Moreover, there is currently no government data that track this form of underemployment.

There are organizations who do track these numbers. For example, Statista, a global business platform, reported this February that 41 percent of college graduates were underemployed.

Engaging the Real Big Lie

The measure of a moral economic model is how it provides opportunities for its workforce. It is clear that our economic model is struggling to maintain basic living standards for most working people.
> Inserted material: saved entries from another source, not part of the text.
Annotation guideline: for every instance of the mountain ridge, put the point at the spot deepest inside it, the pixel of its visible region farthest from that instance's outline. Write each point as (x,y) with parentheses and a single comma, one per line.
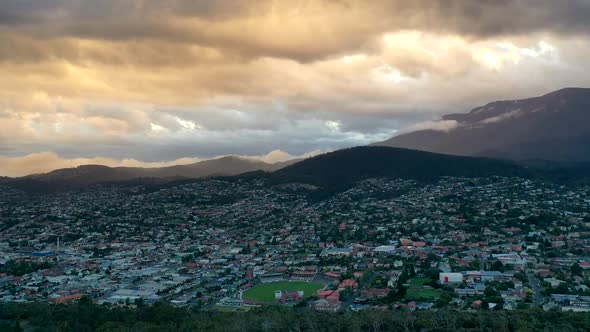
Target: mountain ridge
(553,127)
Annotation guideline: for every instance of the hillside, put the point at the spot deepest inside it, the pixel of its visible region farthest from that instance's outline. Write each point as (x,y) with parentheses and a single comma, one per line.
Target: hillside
(343,167)
(82,176)
(553,127)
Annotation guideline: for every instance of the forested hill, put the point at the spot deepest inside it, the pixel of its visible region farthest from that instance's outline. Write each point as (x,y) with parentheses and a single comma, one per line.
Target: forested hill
(350,165)
(85,316)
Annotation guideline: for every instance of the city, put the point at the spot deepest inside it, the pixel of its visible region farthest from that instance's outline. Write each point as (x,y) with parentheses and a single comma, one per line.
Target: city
(384,244)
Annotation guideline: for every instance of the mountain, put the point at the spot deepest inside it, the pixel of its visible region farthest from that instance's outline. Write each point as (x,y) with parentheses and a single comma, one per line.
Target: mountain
(338,170)
(553,127)
(70,178)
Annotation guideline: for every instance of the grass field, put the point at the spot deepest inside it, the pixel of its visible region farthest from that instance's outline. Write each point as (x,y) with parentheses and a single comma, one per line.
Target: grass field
(419,282)
(266,292)
(416,294)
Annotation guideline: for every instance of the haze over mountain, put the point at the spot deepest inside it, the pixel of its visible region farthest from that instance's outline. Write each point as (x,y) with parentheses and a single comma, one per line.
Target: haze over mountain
(92,174)
(553,127)
(343,167)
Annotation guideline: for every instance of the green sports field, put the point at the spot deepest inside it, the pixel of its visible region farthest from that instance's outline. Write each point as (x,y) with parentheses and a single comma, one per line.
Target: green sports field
(417,294)
(266,292)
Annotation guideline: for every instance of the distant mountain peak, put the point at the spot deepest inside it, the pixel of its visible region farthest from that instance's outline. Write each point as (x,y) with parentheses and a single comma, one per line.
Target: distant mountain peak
(555,126)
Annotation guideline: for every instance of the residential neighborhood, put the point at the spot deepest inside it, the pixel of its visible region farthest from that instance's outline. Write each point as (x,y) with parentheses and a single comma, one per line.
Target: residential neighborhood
(234,244)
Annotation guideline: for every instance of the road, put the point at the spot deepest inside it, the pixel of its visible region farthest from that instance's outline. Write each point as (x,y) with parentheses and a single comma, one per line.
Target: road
(536,286)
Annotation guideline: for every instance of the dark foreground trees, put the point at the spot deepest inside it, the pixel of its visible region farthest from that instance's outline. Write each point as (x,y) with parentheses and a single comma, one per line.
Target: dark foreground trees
(86,316)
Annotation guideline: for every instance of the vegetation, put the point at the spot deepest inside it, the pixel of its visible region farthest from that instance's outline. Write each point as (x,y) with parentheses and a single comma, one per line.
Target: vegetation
(85,316)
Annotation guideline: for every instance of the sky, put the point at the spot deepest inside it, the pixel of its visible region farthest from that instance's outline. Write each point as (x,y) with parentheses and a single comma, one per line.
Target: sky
(160,82)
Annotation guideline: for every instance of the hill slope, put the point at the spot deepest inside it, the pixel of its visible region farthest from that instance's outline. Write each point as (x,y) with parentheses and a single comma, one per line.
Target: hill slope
(554,127)
(341,168)
(79,177)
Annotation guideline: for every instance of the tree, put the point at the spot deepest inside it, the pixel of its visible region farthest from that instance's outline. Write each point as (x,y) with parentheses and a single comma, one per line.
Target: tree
(576,269)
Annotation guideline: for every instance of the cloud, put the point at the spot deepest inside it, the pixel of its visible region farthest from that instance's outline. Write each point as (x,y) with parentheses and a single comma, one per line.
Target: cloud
(441,125)
(43,162)
(161,80)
To that end, the "Big Lie" is circulated to manipulate their political views offering no realistic policy for preventing a silent slide into an economic crater.

An effective beginning is learning the structure of our economic model, who it works for and how to ameliorate it for the rest of us.

Congress must end the oligarchs' monied stranglehold on politicians. For example, three landmark cases, Buckley v. Valeo in January 1976 and First National Bank of Boston v. Bellottiin April 1978 opened the door for Citizens United v. FEC in January 2010. These cases, in effect, sold our political democracy and economic model to the highest bidders.

Congress must also limit the oligarchs' owning of the corporate media who lie to us every day about the reasons for high unemployment, high underemployment, and low wages and salaries.

American working people have slogged through three crushing recessions, a worsening inequality that resulted in lower standard of living, and a grotesque pandemic that has exposed glaring inadequacies of our economic model. We can and must do better.